Photo Essay: The Glass House



The Philip Johnson Glass House site is a sprawling campus of nearly 50 acres tucked away in New Canaan, CT, featuring the namesake glass house, as well as several other buildings and landscape features.

It opened to the public in 2007, two years after the death of modern architect Philip Johnson, whose work includes the New York State Pavilion in Flushing-Meadows Corona Park.

In the years since it's opened, it has required a real hustle to get tickets to the limited tours, but thanks to some swift action by Edith this year, we managed to nab three tickets.


gate

 
one of The Glass House's four side doors


interior Glass House bedroom and bathroom


exterior Glass House pool, whose conical design makes it impossible to stand up anywhere in it except one spot


The Brick House, facing the Glass House (currently closed for renovations and repairs)
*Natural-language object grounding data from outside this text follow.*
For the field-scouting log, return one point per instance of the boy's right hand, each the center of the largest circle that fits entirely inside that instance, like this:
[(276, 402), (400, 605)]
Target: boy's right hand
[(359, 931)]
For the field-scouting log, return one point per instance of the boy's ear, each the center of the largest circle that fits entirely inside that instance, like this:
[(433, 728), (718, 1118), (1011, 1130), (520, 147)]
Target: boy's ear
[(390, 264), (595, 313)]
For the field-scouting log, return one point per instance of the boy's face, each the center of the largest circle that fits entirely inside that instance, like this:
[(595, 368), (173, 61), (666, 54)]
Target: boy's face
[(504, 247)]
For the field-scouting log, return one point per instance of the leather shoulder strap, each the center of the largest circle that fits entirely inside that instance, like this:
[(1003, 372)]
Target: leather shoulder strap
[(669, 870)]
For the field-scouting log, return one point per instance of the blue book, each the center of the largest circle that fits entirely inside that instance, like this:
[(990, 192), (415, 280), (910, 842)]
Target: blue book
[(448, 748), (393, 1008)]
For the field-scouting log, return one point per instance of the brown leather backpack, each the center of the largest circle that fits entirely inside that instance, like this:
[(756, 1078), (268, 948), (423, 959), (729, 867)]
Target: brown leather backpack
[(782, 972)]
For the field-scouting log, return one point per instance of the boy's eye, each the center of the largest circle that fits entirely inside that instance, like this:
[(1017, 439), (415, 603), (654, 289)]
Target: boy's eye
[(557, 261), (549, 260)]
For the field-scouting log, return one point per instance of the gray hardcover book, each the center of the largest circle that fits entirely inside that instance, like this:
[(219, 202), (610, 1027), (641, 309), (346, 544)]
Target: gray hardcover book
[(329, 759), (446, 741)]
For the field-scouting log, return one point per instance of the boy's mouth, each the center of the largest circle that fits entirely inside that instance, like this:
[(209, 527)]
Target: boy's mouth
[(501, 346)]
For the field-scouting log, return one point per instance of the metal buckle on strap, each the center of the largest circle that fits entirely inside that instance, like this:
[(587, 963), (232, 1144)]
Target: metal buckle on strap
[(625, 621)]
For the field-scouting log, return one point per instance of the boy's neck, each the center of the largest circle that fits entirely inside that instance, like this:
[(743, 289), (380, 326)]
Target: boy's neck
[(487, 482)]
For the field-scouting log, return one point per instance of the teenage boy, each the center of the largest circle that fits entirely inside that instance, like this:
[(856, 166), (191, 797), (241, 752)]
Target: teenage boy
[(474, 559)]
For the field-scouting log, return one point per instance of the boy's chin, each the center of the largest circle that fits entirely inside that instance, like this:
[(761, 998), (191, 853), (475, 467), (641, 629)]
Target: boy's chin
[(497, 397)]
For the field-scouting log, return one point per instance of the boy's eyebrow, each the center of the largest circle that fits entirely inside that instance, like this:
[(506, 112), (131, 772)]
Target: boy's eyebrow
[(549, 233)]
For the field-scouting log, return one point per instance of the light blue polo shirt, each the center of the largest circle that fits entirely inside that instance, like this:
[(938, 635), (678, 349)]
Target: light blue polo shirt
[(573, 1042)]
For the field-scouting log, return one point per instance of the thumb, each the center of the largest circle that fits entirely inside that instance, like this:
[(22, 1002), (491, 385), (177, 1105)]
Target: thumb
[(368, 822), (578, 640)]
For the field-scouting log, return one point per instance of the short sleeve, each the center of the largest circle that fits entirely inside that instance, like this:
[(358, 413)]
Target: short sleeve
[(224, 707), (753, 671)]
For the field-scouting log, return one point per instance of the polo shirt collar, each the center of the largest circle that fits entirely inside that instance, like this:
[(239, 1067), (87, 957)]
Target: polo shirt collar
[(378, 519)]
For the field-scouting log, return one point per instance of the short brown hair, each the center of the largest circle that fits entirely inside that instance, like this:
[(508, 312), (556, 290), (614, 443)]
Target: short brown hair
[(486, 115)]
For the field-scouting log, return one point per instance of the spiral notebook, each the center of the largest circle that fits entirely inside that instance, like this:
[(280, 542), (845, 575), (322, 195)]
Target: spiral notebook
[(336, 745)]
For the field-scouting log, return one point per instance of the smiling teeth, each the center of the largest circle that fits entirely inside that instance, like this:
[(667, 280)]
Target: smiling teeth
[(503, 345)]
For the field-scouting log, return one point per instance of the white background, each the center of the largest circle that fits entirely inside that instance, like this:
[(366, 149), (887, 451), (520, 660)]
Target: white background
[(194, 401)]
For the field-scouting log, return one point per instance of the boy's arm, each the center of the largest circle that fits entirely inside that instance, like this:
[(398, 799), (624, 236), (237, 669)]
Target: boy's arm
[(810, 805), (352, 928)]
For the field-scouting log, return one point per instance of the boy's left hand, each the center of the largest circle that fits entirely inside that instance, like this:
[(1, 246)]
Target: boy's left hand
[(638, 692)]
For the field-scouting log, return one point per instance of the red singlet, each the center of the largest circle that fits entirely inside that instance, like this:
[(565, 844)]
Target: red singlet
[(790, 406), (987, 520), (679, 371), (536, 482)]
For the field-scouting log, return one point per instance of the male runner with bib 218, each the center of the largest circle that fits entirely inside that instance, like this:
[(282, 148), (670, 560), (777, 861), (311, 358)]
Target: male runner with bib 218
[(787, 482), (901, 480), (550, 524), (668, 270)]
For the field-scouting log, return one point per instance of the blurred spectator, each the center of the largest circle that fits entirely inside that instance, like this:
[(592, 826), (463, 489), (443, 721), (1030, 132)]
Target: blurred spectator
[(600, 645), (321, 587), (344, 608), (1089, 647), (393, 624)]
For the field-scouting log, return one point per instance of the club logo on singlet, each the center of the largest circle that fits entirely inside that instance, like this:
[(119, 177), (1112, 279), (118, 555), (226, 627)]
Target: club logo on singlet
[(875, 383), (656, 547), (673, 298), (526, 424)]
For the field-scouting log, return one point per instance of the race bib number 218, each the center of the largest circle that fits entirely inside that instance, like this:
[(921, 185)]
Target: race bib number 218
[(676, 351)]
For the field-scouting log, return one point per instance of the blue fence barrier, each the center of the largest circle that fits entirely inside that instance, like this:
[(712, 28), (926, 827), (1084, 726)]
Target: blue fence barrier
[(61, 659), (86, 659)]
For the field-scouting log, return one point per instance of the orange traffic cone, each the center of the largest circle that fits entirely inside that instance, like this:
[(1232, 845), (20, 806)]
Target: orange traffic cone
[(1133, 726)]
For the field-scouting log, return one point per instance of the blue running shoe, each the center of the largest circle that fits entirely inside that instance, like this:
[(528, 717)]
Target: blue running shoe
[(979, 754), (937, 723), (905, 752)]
The Brick House rear w/porthole windows and skylights visible




Painting Gallery


Sculpture Gallery


Sculpture Gallery interiors


Sculpture Gallery interior


Interior "Da Monsta" (visitor pavilion)

There's a lot to see on the huge property, and even though we spent hours meandering on a docent-led tour, we didn't get to see everything. I would have loved to climb down to the pond and explore its pavilion, and to see the Glass House from below. But as it was, I feel like we got a treat with our visit, and a rare glimpse into the very personal life of an architect whose work I admire, and whose home was a living, evolving example of his own work - and still looks modern today.